Biml Functionality in BIDS Helper

If you follow along with the BIDS Helper project on CodePlex, you may have noticed that we released a new beta version on April 20th. The new build includes some bug fixes, and two new features.

Duplicate Role (SSAS)

The Duplicate Role feature allows you to create a  copy of an existing SSAS role, along with all of it’s settings and permissions. Performing a regular copy and paste on a Role in SSAS will only copy the role membership, not all the permissions. The new feature will copy the role itself, and also copy the permissions associated with the original role. I’ve found this pretty useful over the past few months.

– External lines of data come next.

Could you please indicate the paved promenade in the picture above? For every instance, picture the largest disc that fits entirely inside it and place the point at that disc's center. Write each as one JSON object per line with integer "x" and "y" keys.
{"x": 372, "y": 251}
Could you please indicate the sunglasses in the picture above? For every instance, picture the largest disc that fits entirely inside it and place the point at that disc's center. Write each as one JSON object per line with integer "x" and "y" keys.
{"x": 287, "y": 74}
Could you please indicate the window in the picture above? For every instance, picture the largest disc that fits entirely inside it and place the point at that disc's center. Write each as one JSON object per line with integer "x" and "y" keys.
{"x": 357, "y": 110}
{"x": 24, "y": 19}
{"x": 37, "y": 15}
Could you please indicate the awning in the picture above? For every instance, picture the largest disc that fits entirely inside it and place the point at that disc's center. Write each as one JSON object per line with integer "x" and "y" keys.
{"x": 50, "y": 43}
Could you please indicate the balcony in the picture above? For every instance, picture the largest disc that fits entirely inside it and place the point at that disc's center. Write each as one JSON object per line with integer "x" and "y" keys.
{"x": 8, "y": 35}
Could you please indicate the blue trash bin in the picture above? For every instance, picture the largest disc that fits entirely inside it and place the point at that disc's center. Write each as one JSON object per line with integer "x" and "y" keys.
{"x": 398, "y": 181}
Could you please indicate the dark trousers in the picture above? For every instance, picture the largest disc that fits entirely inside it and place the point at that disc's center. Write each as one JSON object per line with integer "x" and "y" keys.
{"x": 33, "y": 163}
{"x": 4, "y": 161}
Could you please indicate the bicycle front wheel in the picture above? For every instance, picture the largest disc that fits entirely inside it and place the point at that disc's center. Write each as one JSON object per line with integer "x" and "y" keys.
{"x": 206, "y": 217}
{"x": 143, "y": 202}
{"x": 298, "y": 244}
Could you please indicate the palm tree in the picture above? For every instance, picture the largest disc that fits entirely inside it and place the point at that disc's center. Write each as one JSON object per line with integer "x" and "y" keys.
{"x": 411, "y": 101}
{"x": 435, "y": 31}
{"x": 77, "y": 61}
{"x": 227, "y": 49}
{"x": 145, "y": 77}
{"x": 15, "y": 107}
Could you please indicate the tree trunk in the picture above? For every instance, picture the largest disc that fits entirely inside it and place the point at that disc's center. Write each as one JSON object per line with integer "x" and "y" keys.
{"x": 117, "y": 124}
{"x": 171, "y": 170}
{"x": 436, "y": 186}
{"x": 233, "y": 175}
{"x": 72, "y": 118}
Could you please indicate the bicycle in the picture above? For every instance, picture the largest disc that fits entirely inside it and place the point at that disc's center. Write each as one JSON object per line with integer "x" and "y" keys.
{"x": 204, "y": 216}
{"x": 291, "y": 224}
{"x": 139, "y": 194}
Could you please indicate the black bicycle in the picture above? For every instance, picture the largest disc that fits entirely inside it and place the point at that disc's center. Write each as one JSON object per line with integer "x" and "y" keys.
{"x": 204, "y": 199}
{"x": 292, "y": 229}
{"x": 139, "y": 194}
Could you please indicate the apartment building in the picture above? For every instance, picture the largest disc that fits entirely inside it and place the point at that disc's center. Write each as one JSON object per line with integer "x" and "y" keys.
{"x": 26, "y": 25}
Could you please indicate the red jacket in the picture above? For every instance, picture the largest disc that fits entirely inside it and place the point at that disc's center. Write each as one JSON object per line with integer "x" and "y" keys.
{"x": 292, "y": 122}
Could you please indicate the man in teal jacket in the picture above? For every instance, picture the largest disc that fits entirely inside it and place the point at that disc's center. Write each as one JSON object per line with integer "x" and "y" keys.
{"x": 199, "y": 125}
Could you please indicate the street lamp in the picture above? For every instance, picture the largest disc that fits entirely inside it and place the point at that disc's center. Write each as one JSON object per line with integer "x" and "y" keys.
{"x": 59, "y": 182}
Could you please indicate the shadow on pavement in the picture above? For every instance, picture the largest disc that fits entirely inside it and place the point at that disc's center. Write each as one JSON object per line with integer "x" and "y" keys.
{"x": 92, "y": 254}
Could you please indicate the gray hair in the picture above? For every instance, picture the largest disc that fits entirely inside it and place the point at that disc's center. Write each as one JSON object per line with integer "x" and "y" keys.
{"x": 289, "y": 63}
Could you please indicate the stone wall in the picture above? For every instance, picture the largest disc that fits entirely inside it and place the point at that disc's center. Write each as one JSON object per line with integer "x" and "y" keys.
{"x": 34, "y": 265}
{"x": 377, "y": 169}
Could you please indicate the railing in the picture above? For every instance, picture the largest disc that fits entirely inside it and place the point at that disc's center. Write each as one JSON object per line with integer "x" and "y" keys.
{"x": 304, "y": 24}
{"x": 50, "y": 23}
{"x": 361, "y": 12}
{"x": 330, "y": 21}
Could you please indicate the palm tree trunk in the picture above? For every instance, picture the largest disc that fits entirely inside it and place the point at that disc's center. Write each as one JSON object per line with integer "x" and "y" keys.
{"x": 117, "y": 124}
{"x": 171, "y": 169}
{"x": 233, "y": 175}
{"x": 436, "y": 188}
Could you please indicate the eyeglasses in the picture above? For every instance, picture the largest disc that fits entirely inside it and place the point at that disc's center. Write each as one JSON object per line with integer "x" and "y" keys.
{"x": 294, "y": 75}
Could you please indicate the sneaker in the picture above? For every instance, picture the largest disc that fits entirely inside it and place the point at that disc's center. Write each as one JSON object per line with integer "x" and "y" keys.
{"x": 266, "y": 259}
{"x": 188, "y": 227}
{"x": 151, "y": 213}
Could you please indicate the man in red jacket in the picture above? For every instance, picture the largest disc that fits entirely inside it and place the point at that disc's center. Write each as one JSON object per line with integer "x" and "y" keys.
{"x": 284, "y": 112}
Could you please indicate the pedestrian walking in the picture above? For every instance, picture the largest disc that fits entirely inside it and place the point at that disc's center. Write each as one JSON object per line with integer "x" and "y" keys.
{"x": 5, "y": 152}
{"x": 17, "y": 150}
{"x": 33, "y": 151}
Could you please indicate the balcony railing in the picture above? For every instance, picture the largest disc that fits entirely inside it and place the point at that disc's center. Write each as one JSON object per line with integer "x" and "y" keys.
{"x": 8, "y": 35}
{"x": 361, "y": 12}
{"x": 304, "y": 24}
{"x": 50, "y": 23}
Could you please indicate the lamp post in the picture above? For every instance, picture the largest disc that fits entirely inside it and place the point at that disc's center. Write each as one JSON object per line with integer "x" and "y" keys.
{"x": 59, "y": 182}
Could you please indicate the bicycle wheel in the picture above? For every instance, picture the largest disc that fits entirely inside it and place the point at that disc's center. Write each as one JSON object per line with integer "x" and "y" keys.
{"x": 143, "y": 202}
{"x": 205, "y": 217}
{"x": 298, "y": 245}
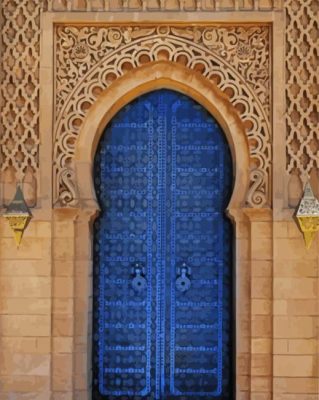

Biml Package Generator (SSIS)

The Biml Package Generator feature is one I’m pretty excited about, as it leverages some of the things I’ve been working on at Varigence over the past year. This feature enables you to use BI Markup Language (Biml) to generate SSIS packages. This is nice for a couple of reasons. First, Biml is a XML based language with a readable syntax, and for a lot of packages, I find it easier to just type the Biml to create the package, rather than using the designers. Second, the Biml compiler includes the ability to script the generation of Biml code, in a similar way to how you can use ASP.NET to script the production of HTML code. Using that, I can easily generate large numbers of packages very easily.

I’m starting a series of posts that will illustrate how to use the Biml functionality in BIDS Helper. This post will serve as an index page to locate these, and they will also be posted to the BIDS Helper documentation and the  Varigence blog.

Part 1: Creating a Basic Package Using Biml
Part 2: Creating Tables using Biml and BimlScript
Part 3: Copy Data Dynamically with BimlScript
Part 4: Controlling the Control Flow with Biml
Part 5: Defining the Data Flow in Biml


As always, if you have questions, let me know in the comments.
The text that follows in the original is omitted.